With the right host, security is light years better
I ran into a bit of a problem on one of my previous WordPress.com blogs with spam. Not the “buy penis pills for top SEO hits in my bad grammar and spellings English” kind, but the rage filled vitriol of someone maliciously writing hateful comments kind of spam. On WordPress.com blogs, you can limit who can comment on your posts, but not much else. WordPress.org partners with plug-in programs like Wordfence and WordPress-HTTPS to bolster any security you can build in with a SSL certificate, giving you greater control over who can see and access your website and its data.
People immediately take you a bit more seriously, even if they shouldn’t
Would you like to gain instant credibility with your readers as a new blogger? Shell out the money for a domain. I have very little explanation for why this happens, but it does.

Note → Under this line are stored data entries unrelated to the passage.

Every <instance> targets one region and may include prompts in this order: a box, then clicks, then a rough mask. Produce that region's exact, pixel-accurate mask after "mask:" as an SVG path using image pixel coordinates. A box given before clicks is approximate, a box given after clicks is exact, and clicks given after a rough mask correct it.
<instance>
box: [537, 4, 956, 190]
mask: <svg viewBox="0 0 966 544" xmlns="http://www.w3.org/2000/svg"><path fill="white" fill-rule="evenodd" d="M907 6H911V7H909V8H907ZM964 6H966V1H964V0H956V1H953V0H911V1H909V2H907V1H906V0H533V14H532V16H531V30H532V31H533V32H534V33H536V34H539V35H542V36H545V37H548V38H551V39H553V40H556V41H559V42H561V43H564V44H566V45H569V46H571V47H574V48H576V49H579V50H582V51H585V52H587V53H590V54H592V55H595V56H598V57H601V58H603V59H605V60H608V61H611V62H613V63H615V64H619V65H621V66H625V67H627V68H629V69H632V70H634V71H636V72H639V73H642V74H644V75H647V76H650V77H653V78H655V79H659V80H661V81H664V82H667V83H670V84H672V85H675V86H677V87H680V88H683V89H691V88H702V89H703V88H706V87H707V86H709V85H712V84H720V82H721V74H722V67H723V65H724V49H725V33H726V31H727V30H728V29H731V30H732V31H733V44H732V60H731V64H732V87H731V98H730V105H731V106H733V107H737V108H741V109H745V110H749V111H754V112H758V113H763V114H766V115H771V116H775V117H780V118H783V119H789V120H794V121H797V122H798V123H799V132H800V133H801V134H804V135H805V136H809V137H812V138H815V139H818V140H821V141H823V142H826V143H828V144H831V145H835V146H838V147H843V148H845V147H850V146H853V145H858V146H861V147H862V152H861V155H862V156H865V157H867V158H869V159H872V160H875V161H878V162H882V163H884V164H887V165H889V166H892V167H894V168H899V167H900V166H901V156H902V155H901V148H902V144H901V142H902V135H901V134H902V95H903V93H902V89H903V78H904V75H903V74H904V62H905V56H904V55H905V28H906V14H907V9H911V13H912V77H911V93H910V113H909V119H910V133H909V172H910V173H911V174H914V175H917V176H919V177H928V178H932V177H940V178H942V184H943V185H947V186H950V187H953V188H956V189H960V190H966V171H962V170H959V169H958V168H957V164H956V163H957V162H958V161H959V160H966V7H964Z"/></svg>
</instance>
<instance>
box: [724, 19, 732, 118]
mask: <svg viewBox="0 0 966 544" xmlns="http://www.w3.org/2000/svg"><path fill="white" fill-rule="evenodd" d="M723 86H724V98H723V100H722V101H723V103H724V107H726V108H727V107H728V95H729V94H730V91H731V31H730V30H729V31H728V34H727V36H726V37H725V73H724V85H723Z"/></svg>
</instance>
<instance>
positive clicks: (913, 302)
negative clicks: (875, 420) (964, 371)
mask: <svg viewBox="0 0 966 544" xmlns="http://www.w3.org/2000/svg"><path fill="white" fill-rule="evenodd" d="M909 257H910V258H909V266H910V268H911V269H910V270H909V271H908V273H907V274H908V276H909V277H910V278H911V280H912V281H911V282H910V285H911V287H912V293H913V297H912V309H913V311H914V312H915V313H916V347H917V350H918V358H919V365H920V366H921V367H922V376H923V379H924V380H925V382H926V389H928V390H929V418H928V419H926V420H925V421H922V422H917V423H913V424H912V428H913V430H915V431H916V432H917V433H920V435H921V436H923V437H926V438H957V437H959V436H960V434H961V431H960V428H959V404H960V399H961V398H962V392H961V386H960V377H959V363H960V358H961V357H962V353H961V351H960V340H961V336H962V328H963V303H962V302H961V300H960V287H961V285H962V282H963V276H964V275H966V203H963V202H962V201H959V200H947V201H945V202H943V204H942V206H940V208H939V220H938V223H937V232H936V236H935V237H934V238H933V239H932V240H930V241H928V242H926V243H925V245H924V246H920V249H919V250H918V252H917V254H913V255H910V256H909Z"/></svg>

Having your own domain makes your content pop to internet audiences.
I’m not advocating that you go out and by a domain and begin self-hosting straight out of the gate, especially if you’re not sure if you want to continue blogging. Save yourself the time and money and just stick with a free blog through WordPress.com, Blogspot, or Medium. But if you’ve been blogging for a few years and are looking to expand the footprint of your blog’s influence, don’t be afraid to spend the money to start your own self-hosted blog.